Saul was born to a Jewish family in the small northern Transylvanian town of Moisei, famous for its 18th-century monastery, to which many Christians came on pilgrimage. Saul's family was religious. His father transported lumber to several mills in the area.
1933-39: My brothers and I attended a Jewish school held at our neighbor's home. A rabbi led us in prayers and we learned quotations from holy texts. After my schooling I needed to learn a trade, so I decided to become a tailor. Jews were not well-liked in my town. Returning home from work, my father was harassed by several townspeople; to humiliate him, they caught my father and pretended to baptize him.

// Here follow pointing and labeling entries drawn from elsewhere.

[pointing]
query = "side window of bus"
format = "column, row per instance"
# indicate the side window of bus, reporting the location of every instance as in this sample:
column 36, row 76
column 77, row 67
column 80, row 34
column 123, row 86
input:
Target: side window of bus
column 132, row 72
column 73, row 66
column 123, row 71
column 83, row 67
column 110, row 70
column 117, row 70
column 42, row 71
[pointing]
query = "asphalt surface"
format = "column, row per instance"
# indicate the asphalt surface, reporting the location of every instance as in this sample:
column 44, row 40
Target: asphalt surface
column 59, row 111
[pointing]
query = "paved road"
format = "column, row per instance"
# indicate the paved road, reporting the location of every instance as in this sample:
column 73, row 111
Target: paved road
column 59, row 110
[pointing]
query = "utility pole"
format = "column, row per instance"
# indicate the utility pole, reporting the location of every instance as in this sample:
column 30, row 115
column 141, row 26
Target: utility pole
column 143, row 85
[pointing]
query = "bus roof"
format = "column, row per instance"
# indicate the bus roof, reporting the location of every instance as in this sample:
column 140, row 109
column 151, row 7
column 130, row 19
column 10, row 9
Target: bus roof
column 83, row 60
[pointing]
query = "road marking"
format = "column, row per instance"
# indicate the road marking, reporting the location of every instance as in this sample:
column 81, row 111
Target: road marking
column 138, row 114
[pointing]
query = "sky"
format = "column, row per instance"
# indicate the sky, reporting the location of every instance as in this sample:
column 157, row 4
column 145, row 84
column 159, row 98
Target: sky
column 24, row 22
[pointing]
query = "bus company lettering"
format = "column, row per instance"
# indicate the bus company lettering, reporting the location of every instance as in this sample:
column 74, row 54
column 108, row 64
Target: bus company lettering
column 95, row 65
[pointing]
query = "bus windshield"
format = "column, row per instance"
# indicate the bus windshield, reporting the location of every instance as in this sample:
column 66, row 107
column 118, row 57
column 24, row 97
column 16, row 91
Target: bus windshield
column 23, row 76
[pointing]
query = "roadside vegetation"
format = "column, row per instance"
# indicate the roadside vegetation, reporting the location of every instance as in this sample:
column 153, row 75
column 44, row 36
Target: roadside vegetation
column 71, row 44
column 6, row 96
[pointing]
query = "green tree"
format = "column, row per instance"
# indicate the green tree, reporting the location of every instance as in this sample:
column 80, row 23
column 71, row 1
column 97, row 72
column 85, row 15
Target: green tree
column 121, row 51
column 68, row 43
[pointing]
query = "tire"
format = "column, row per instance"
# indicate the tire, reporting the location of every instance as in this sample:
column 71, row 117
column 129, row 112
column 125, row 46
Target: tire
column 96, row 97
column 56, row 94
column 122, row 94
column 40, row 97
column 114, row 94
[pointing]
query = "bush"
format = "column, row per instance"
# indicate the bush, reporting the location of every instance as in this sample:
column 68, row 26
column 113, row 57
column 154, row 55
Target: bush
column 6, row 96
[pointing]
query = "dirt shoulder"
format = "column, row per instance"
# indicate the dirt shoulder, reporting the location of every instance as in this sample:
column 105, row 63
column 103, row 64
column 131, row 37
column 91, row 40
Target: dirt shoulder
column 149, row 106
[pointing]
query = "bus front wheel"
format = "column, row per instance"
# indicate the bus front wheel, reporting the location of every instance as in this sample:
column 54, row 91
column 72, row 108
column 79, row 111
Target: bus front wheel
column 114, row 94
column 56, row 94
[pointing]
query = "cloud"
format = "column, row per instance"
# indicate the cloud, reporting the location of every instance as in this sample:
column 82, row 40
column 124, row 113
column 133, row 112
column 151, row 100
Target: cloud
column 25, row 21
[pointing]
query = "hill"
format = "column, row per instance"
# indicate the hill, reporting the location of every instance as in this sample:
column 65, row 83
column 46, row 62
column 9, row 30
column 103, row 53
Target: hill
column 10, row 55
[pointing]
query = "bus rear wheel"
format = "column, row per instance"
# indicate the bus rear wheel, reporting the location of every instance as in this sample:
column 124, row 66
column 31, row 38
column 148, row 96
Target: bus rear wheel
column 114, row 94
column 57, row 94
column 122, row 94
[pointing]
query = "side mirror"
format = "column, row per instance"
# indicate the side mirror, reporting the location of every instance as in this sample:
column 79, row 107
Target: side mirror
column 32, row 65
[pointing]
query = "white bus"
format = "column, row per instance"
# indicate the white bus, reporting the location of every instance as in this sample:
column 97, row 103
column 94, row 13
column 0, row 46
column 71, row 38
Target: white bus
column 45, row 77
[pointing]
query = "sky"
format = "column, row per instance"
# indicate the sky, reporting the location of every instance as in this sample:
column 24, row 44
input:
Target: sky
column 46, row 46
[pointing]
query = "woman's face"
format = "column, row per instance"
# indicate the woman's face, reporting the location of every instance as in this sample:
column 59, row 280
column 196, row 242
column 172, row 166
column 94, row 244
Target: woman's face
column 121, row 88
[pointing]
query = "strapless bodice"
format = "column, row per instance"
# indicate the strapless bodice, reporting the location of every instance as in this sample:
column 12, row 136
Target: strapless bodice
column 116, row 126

1940-45: In 1940 Hungary annexed northern Transylvania. I was deported to various labor camps until 1944, when I arrived at Ebensee, a subcamp of Mauthausen. I was digging a trench when a guard pulled me out of line. At first he spoke to me in a friendly tone, but then he stepped forward and pushed up my chin, demanding, "Where's your God?" When I pointed to the sky he punched me in the gut. He repeated his question; I answered the same and he punched me in the face. As I spit out my teeth he asked again; I pointed at him.
Saul was liberated in May 1945 when the U.S. Army reached Dachau. After living in Austria for some time, Saul emigrated to Israel and later moved to the United States.